PTBI patients require 40 to 60% carbohydrates, and 15 to 30% protein for the total energy requirement.[12] [55] Different carbohydrates are monosaccharides (glucose, fructose), oligosaccharides (lactose, mannose, dextrins), and polysaccharides (starch). In addition, 0.7 to 14 g/kg/day glucose suffices the basal energy requirement. [39] A minimum of 1.5 g/kg/day protein is required to avoid negative nitrogen balance.[12] However, the dose should not cross 3 g/kg/day in neonates and infants and 2 g/kg/day in stable adolescents.[18] Additional protein or amino acid intake is not beneficial. Lipids shall provide 25 to 50% of nonprotein calories, which equals 20 to 30% of the whole energy delivery. The recommended dose is 1 to 3 g/kg/day in preterm and term infants may require up to 4 g/kg/day.[56]

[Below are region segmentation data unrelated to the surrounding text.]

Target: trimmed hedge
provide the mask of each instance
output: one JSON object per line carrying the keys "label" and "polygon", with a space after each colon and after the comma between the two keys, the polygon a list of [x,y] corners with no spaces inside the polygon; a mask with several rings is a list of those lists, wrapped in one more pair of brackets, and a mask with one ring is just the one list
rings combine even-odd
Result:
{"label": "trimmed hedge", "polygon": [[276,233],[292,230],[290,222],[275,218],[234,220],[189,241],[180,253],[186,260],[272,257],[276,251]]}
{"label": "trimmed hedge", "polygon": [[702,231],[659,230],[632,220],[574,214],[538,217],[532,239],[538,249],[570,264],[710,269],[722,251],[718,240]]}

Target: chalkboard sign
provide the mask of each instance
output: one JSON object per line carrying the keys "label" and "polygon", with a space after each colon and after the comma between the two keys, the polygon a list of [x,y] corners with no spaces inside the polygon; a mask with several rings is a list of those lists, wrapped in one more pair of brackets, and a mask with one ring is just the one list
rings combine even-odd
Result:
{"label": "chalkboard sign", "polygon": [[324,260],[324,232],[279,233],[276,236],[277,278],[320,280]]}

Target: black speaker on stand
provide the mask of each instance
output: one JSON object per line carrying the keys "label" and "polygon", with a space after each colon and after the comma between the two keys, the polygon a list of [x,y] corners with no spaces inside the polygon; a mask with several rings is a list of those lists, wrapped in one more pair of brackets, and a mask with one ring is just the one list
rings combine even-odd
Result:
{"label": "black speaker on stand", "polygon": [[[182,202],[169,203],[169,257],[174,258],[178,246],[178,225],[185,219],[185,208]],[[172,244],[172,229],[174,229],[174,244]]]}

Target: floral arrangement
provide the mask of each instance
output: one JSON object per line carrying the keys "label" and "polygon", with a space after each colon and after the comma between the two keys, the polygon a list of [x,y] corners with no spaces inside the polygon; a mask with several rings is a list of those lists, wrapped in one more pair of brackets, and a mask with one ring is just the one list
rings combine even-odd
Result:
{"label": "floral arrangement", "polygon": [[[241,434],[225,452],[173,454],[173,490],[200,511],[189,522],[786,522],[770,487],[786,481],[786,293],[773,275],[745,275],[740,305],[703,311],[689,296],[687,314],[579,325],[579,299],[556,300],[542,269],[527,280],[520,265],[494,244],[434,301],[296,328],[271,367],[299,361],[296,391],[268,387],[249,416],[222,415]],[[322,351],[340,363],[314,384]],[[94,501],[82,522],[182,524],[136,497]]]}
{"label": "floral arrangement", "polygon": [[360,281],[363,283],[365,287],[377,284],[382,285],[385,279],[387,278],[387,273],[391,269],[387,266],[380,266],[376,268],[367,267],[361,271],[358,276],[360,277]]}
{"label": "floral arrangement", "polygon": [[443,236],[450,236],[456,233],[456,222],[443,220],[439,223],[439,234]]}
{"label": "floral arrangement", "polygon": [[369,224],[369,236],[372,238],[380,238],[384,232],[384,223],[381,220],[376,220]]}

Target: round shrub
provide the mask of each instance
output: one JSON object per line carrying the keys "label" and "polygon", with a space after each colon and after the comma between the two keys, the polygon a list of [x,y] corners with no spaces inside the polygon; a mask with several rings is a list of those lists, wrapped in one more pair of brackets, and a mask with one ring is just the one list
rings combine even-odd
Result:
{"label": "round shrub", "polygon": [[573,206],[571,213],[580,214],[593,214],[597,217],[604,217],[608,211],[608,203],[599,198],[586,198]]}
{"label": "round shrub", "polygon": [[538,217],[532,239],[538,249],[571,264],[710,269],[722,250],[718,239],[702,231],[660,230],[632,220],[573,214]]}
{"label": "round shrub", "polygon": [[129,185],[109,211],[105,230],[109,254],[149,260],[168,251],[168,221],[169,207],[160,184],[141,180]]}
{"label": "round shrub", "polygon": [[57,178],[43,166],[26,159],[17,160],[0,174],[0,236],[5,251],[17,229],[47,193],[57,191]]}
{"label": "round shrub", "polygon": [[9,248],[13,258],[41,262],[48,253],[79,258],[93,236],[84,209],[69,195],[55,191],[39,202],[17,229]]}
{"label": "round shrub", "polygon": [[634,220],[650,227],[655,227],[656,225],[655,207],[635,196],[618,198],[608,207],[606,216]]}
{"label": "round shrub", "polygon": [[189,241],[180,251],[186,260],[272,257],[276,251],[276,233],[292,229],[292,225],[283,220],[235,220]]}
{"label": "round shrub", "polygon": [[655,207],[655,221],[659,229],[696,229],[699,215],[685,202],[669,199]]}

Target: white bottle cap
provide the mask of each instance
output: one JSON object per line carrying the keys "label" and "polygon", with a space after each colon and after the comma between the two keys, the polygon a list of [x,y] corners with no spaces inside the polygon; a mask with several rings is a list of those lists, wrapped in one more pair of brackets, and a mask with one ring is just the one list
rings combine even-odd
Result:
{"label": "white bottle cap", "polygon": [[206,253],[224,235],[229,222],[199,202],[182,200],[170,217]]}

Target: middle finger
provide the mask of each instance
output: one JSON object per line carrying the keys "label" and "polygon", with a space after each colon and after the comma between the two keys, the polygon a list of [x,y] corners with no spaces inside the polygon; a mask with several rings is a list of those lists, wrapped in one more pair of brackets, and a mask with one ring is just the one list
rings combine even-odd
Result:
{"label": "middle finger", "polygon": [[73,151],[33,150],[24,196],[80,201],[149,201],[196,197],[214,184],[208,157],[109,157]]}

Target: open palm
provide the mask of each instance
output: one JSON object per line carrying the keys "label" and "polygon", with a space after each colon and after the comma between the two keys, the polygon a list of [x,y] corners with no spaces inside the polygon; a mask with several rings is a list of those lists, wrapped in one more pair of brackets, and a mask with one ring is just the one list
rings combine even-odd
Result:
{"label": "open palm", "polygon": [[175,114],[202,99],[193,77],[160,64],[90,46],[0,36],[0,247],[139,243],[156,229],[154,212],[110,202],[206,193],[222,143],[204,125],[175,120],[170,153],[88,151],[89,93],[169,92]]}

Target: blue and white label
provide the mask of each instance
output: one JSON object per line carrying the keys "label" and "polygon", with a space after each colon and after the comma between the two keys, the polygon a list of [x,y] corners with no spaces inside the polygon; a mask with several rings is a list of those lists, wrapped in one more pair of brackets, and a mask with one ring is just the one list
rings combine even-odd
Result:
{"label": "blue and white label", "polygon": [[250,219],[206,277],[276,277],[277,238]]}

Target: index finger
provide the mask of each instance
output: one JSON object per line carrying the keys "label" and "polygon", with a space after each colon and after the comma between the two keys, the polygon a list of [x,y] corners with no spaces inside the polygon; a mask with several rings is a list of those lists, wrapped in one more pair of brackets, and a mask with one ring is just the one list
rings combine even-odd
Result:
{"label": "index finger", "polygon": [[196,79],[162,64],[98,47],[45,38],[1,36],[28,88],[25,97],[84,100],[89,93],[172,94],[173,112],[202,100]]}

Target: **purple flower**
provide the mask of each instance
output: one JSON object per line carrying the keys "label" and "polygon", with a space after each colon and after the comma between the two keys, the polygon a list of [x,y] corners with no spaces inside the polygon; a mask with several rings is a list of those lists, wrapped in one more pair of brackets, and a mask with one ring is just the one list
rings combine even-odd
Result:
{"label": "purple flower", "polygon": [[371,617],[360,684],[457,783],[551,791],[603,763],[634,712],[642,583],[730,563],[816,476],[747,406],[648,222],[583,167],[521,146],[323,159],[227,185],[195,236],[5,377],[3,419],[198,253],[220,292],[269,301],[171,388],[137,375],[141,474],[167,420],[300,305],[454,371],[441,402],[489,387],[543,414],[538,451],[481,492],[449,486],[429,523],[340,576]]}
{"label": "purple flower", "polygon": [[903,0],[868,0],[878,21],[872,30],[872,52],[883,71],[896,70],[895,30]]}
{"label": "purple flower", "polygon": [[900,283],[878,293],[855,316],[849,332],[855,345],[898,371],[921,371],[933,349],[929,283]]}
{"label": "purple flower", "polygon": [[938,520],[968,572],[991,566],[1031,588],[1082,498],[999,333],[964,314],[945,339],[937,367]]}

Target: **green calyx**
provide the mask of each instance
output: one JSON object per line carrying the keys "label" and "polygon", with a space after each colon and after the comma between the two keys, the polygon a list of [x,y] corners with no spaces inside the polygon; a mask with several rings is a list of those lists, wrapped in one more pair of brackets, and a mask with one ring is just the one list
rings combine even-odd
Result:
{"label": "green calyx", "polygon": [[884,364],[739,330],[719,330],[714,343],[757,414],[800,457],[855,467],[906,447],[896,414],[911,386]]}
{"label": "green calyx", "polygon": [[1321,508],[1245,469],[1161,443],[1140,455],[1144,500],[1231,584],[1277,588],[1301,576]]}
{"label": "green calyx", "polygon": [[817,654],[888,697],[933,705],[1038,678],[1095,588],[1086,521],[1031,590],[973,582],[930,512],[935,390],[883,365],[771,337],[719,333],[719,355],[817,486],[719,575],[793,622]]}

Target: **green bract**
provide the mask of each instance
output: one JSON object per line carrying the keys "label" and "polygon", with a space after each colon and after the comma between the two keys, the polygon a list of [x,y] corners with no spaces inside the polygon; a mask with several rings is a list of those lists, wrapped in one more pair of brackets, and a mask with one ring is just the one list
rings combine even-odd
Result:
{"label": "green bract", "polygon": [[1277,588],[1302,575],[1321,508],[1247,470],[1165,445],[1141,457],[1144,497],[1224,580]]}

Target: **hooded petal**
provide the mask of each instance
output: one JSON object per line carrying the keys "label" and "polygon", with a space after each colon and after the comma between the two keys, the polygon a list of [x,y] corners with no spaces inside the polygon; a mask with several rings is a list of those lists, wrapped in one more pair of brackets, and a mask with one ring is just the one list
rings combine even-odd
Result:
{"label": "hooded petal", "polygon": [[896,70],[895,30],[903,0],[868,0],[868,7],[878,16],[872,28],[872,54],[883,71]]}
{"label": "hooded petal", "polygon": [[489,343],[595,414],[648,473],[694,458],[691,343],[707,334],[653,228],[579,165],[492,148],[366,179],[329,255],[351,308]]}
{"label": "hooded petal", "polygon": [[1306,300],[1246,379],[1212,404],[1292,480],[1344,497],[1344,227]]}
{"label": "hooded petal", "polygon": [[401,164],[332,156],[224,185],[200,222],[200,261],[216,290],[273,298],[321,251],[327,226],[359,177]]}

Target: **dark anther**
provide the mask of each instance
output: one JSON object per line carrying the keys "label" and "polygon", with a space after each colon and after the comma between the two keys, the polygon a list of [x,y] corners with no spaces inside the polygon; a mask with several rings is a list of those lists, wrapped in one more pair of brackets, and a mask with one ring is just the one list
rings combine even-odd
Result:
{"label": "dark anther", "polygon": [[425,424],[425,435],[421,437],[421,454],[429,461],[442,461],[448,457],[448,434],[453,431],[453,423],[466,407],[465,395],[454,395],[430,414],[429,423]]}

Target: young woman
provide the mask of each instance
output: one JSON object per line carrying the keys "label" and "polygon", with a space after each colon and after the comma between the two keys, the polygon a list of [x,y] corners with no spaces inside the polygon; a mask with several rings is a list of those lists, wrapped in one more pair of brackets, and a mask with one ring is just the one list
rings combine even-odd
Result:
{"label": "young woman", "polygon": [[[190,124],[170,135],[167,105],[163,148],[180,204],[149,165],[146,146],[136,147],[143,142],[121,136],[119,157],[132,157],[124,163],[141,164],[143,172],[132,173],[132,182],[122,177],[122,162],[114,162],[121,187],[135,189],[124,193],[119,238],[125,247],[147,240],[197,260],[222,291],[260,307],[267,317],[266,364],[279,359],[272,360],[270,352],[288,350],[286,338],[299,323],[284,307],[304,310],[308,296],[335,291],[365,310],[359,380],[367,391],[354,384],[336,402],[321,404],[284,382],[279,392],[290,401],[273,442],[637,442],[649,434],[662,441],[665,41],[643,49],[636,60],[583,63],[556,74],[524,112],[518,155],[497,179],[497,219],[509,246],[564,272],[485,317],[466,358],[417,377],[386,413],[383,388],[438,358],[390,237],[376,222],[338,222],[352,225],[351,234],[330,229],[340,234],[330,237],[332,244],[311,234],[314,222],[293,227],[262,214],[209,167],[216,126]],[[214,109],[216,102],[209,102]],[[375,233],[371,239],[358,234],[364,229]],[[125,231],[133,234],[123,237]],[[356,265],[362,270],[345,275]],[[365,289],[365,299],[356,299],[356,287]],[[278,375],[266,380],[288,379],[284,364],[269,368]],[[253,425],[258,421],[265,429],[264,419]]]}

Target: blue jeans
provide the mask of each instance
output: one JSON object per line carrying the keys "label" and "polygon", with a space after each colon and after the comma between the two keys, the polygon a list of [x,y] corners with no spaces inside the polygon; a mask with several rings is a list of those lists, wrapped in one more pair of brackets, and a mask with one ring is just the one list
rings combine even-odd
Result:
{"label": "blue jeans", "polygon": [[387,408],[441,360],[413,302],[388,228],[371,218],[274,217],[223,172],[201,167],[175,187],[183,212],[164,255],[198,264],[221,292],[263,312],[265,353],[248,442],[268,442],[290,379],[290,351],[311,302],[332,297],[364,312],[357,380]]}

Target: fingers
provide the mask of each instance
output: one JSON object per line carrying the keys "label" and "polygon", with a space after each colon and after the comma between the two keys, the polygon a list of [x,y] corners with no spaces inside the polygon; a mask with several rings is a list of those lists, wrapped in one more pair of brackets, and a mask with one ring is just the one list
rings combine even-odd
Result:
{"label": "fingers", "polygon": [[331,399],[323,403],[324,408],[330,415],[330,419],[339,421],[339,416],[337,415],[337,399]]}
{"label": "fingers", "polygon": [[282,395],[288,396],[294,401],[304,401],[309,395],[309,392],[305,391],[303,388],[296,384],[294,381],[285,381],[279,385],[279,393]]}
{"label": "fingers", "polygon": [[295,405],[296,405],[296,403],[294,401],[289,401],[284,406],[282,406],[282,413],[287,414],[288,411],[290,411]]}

Glycemic Control and Energy Utilization by the Brain

Hyperglycemia is a common stress response in PTBI and is linked to increased morbidity and mortality.[57] Cochran et al found that PTBI with blood glucose levels ≥300 mg/dL at admission had an increased risk of death.[58] Similarly, prolonged periods of high blood glucose levels in PTBI have been related to cognitive deterioration, an elevated rate of seizures, infections, and prolonged hospital admissions.[59] [60] Hypoglycemia also has a negative impact on pediatric patients leading to compromised recovery trajectories, escalated mortality risks, and prolonged hospitalizations.[61] Intensive glycemic control increases the risk of hypoglycemia like in adults, indicating potential harm. Maintaining moderate glycemic control (8–11 mmol/L) is recommended in critically ill children with PTBI.[62] PN increases hyperglycemia risk compared with EN, but the feeding route minimally impacts early inflammation or clinical outcomes in critically ill patients.[51] Due to a lack of prospective studies investigating the relationship between blood sugar control and outcomes in children with TBI, it is unclear whether strictly managing blood sugar levels improves their chances of recovery.[57]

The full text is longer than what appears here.